Thanks a lot and looking forward for your reply.

Best,
Yakun

1. Correct
2. Correct
3. We keep the floating point values within Lucene. During the merge process, we will re-quantize given the new centroid of the new segment created during the merge. The only resources on this would be in the format. But to put it simply, we re-read the float32 vectors and quantize them again

Hi @BenTrent,

thanks a lot for sharing the insights.

May I ask whether the raw floating values are needed for all types of quantization? like int8, int4 and BBQ. Would it be fine for you to share some tutorials or resources that explain the re-quantization process? Really appreciate, thanks.

The context I am asking this question is that we have the issue of running into huge storage of those raw floating values, and we would like to check the option to keep only the quantized vector values in storage and delete the raw floating values. For re-ranking, we will use contextual based re-ranking then, which does not require the raw floating values.

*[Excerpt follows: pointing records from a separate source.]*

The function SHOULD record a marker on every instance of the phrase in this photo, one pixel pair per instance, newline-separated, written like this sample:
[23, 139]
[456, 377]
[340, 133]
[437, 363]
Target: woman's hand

We do keep the raw floats for all quantization types at the time being.

Would it be fine for you to share some tutorials or resources that explain the re-quantization process?

There really isn't anything. You can read the Lucene format files if you are curious.

we would like to check the option to keep only the quantized vector values in storage and delete the raw floating values.

There is no way currently to delete the raw vectors and still have Lucene work appropriately.

Note, this is different than having them in _source. _source is a completely different field in Lucene.

@BenTrent, thanks for your explanation.

May I ask about the following statement in [1], whether discard the raw floating point vectors meaning that they are not needed for re-quantization? Thanks a lot.

Furthermore, we anticipate that with 7 bit quantization we should be able to discard the raw floating point vectors and plan to evaluate this thoroughly.

[1] Understanding optimized scalar quantization - Elasticsearch Labs

That is the key part of the quote. It is not implemented yet but it is something we want to eventually implement. Or at least, quantization and compression for the floats at some lower bit size to utilize less disk space.

But, there are only so many hours in the day

Hi @BenTrent , as always, thanks for your quick reply.

It is totally understandable w.r.t the schedule of the implementation and evaluation. From my question, I actually mainly want to clarify the reasoning behind the statement

with 7 bit quantization we should be able to discard the raw floating point vectors

may I ask whether you could elaborate it a bit more? Thanks a lot.

Ah, ok.

The main reasoning is that the quantization to that bit size may provide such good accuracy, that the original vectors won't be needed for typical search or merging operations.

@BenTrent thanks, does it mean that for re-quantization it is good enough to use the already quantized 7 bit or it is even not needed to do re-quantization?

@yli it would mean that for "re-quantization" we might still have to adjust the centroid, but it might be possible simply rehydrate (de-quantize), the int7 vectors, then re-quantize given the new centroid.

Centroids might actually shift over the life time of the data, especially for vectors that are near each-other based on their index order (e.g. images from a video).